Bottom-feeders and parasites really liked the new Garrett. He was out of their lives. The reverse was true for workmen at the breweries and Amalgamated. Garrett had this habit of turning up just when some underpaid and underappreciated genius was about to enhance his income by reassigning ownership of company property.
My wondrous new life.
It did begin with a beautiful woman in the middle of the night--a stunning redhead bereft of any perspective other than her own. She gouged me in the ribs with a specially sharpened fingernail. "Wake up, Malsquando."
"Again? What? Are you trying to set a new record?"
"We'll work on that tomorrow night. We have another problem, now. There's somebody downstairs."
We lived in two-story quarters we had carved out of a little-used part of the Amalgamated Manufactory Annex. Something rattled down below, followed by a vague, exasperated curse.
I was awake now, my head filling with subjects I might offer for discussion once we got out of whatever this was. Like maybe the fact that this situation could not have come up had we made our nest at my house.
I was like liquid getting out of bed. Silently flowing. Not even a gurgle. I armed myself with an oaken head knocker that no amount of fussing or whining had compelled me to divorce.
Just in time.
The bedroom door opened with a faint creak. I was behind it, wound up. The villain entering carried a damped-down lantern. That cast just enough light for someone whose night vision had fully adapted. It revealed Tinnie lying there mostly uncovered and wearing nothing, apparently asleep. An impressive sight, I've got to admit.
Lucky me, I'd seen it enough not to be distracted. Much.
"There's something wrong here, Butch." The whisperer leaned in just far enough to offer the back of his mostly bald head.
I seized the day, whacked that mole. Down he went. I spun around the edge of the door--to stare down the length of twelve pounds of razor-edged steel. I couldn't imagine anybody having forged a sword that big. The eyes behind that monster did not belong to somebody in a merciful mood, nor even somebody truly sane.
Tinnie uncovered the goods, arrogantly showing off how lucky Garrett was. The eyes that knew no mercy did recognize those marvels when they saw them.
Clang!
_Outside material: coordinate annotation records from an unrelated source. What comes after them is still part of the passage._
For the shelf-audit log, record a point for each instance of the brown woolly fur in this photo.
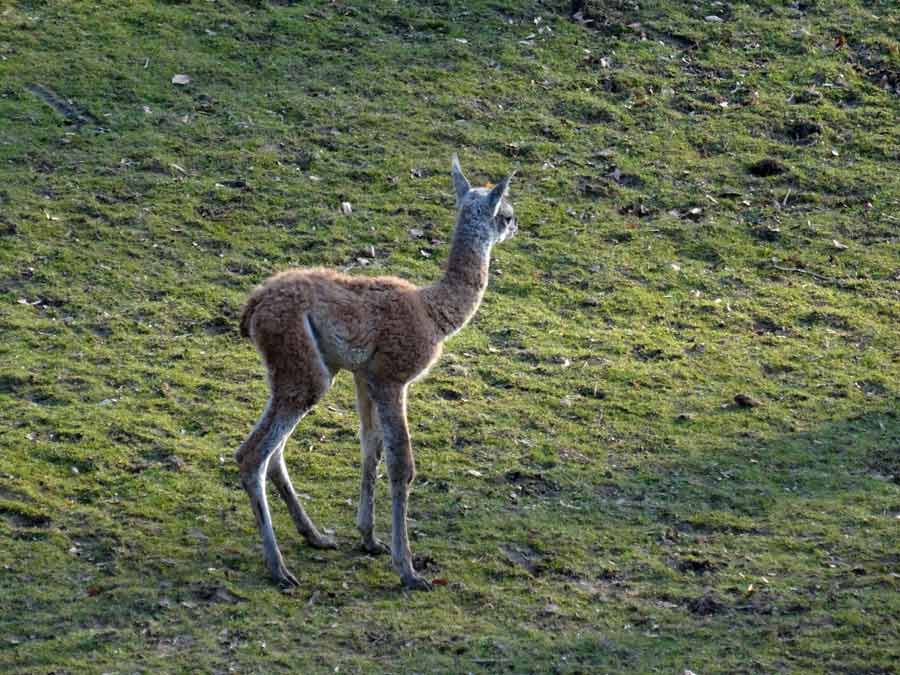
(308, 324)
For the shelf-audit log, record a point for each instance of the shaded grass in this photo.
(628, 515)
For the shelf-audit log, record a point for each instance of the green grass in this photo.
(587, 486)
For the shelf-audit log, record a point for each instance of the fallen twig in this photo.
(814, 275)
(60, 105)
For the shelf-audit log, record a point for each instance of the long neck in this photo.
(454, 299)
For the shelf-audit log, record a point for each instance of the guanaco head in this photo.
(484, 211)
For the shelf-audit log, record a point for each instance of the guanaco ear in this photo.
(497, 194)
(460, 182)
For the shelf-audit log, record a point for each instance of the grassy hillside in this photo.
(709, 204)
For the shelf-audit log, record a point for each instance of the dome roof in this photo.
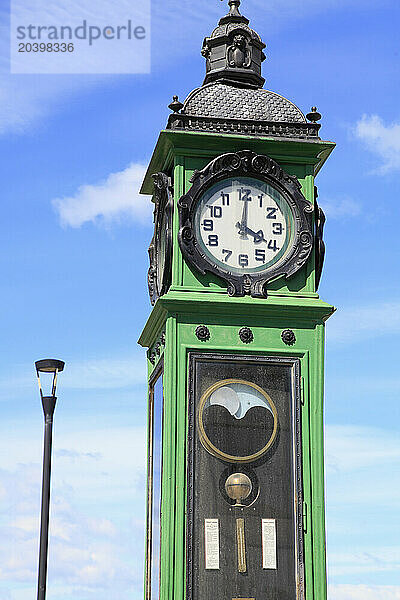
(224, 101)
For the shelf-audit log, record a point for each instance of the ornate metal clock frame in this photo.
(250, 164)
(159, 275)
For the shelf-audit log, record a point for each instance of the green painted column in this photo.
(235, 339)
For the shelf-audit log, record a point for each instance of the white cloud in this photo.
(371, 321)
(96, 548)
(342, 208)
(106, 373)
(364, 592)
(115, 199)
(383, 140)
(365, 560)
(351, 447)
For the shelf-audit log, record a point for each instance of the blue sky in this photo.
(73, 261)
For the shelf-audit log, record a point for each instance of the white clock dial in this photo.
(244, 225)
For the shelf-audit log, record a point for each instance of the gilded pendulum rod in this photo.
(241, 546)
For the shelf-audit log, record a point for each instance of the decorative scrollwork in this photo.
(288, 337)
(319, 239)
(159, 274)
(202, 333)
(246, 335)
(247, 163)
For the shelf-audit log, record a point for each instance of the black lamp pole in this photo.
(52, 367)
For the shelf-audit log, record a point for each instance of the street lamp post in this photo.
(51, 368)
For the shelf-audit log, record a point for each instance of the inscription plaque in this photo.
(211, 537)
(269, 543)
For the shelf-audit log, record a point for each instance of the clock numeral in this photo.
(277, 228)
(271, 212)
(272, 245)
(208, 225)
(216, 211)
(259, 255)
(228, 254)
(244, 195)
(225, 199)
(243, 260)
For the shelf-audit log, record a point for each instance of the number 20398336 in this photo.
(45, 47)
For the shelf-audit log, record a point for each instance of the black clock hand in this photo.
(242, 226)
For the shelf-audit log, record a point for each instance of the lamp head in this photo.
(50, 367)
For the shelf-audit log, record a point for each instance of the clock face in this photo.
(244, 225)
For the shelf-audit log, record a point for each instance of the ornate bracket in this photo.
(250, 164)
(319, 219)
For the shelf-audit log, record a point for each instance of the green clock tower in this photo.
(235, 339)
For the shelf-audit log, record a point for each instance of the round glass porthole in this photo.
(237, 421)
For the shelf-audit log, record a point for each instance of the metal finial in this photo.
(313, 116)
(175, 105)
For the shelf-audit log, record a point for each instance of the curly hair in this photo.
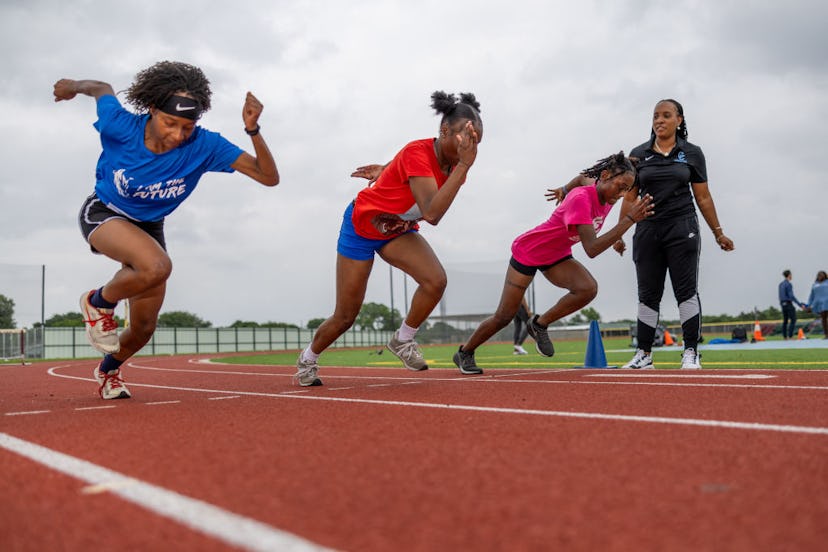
(617, 164)
(154, 85)
(453, 108)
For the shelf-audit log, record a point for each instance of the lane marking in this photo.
(206, 518)
(497, 378)
(498, 410)
(686, 376)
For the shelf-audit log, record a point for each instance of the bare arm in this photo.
(66, 89)
(629, 199)
(369, 172)
(261, 168)
(708, 210)
(434, 202)
(637, 211)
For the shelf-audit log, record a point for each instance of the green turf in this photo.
(567, 355)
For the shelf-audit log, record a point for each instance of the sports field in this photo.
(228, 454)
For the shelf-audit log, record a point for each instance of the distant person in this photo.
(673, 171)
(420, 183)
(151, 162)
(521, 322)
(787, 300)
(548, 248)
(818, 300)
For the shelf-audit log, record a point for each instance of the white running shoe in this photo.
(641, 361)
(101, 327)
(111, 385)
(408, 352)
(690, 360)
(306, 373)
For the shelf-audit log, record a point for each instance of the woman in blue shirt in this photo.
(151, 161)
(818, 300)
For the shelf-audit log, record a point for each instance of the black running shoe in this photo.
(465, 361)
(542, 342)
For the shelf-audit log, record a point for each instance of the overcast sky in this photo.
(561, 84)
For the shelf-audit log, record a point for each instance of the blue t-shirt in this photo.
(147, 186)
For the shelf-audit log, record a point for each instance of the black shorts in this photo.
(530, 270)
(93, 213)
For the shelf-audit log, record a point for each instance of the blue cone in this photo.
(595, 357)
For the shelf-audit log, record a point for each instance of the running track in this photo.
(224, 457)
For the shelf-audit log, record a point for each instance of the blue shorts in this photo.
(354, 246)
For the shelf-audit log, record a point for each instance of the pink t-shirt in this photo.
(552, 240)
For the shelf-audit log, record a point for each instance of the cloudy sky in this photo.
(561, 84)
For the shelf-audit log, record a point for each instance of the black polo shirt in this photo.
(668, 178)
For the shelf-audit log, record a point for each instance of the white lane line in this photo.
(497, 410)
(680, 376)
(201, 516)
(492, 377)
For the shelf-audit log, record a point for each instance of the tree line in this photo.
(374, 316)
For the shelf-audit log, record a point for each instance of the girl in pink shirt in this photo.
(548, 248)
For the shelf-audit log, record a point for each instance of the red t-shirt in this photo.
(387, 209)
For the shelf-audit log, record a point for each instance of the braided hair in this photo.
(453, 108)
(617, 164)
(681, 131)
(155, 85)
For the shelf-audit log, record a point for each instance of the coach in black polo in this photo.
(674, 173)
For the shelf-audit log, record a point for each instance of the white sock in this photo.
(406, 332)
(309, 356)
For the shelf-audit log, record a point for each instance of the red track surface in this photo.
(384, 459)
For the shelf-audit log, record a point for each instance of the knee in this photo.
(587, 290)
(142, 328)
(435, 284)
(342, 321)
(502, 319)
(156, 272)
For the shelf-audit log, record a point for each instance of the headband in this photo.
(182, 106)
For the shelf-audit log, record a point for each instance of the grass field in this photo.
(568, 354)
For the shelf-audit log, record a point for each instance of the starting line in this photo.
(689, 376)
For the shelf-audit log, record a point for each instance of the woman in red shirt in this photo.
(420, 183)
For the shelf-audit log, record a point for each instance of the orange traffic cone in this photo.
(757, 332)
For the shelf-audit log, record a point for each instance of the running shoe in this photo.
(641, 361)
(111, 384)
(101, 327)
(408, 352)
(690, 360)
(306, 373)
(465, 361)
(542, 342)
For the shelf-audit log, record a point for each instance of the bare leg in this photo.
(143, 318)
(570, 275)
(513, 290)
(412, 254)
(351, 282)
(145, 264)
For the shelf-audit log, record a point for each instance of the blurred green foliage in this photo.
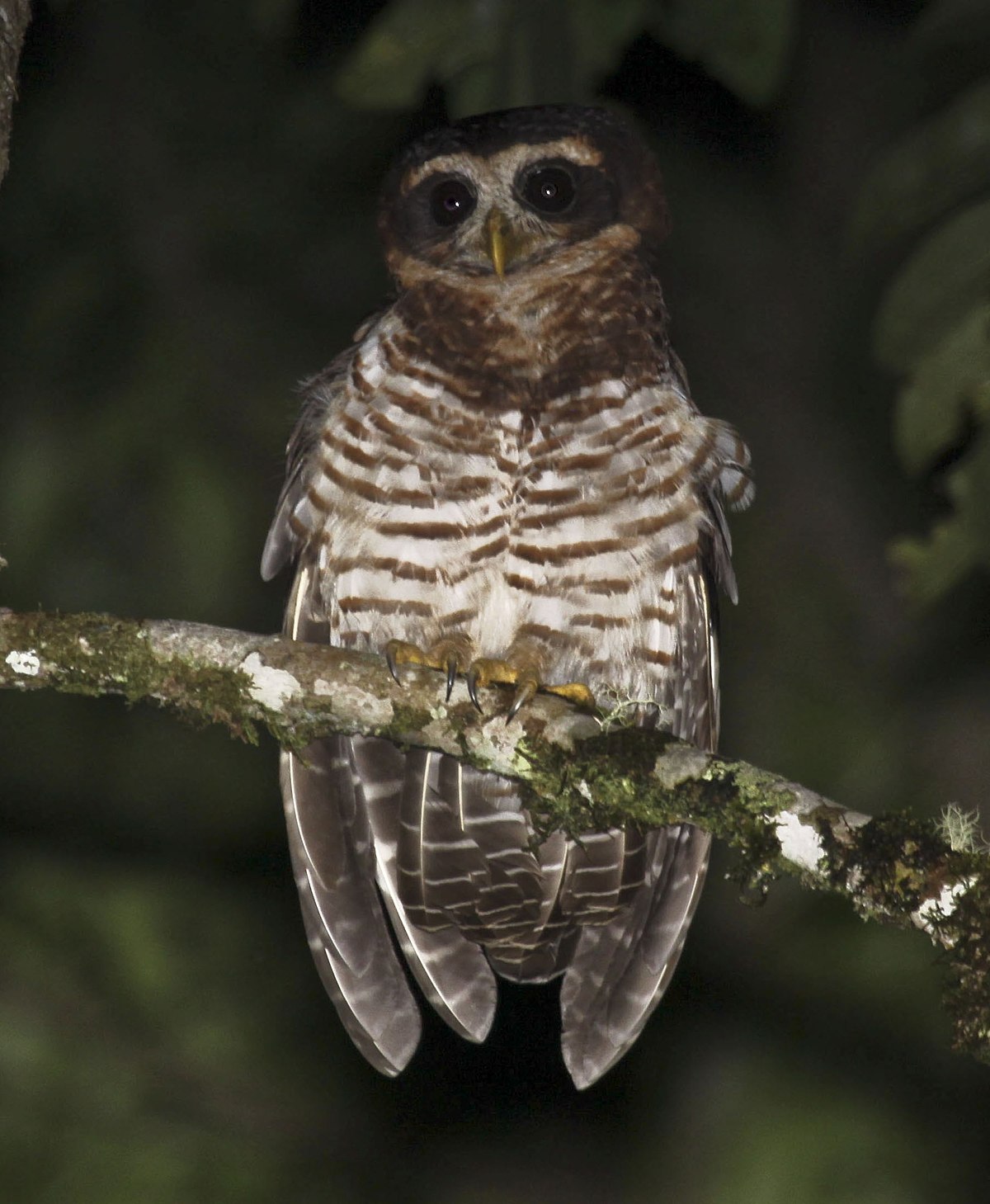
(517, 52)
(929, 198)
(187, 229)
That blade brushed aside. Thump! A solid whack to the temple. Half a minute to make sure the villains didn't come back on us. Then, "Trollop."
"How's your health, big boy?" She had some clothes on, now. She had become the promise, not the literal truth.
"I had him."
"Sure, you did. Just a little insurance."
"Something to tell the grandkids about."
"Garrett. What the hell is going on? Are you into something? You promised. What are you into?"
"Nothing. When would I have the chance?" That was one of the costs of our monogamy. I had no life that didn't include Tinnie, nor should I want one as she interpreted monogamy.
Tinnie is a natural-born redhead, long on emotion and not so long on reason. Yet she did recall that our arrangement had not left me time to get involved in the sort of adventures I used to enjoy. "I'm not sure I believe you, but I'll go out on a limb and take your word."
"Bless you. I just had a marvelous idea. How about, instead of you sparking arguments by letting your imagination run wild, we ask our guests what brings them here?"
Tinnie grunted.
She can be reasonable. It just doesn't happen all that often.
Neither nocturnal adventurer wanted to share. Neither said a word. Tinnie set limits to how vigorously I could ask questions. She wouldn't let me get loud or messy.
She could be stubborn about stuff like that. This time she insisted on drafting a night-shift nephew to run to down the Al-Khar to collect a squad of TunFaire's self-proclaimed finest.
They responded to the Tate name.
If the boy had used mine, the tin whistles might have taken weeks. The Tates have friends in that community of people who think law and order are good for commerce. They have the kind of money that rears up on its hind legs and howls for immediate attention. The red tops nearly beat themselves to the AMC Annex, where Tinnie had us keeping house.
That was her idea of a compromise. She did not want to live in my house. I was dead set against being pulled in and converted into another drone in the Tate family hive.
"This would not have happened on Macunado Street," I observed. "They wouldn't have gotten through the door. Unless Old Bones wanted to play with them. And we'd know what it was all about already."
They say women change once they get their talons in and locked. I wouldn't presume to enter an opinion. But I am willing to admit that spending time at my place, even with the Dead Man wide awake, had been no problem for Tinnie back when we were just real good friends.
She ignored me. She was working herself up to make a deal with the minions of the law. She ignored our captives, too.
Those two would have a tale to tell their grandkids. If they got lucky, a miracle would happen, lightning would strike, and they would evade the labor gang that was their certain fate at the moment.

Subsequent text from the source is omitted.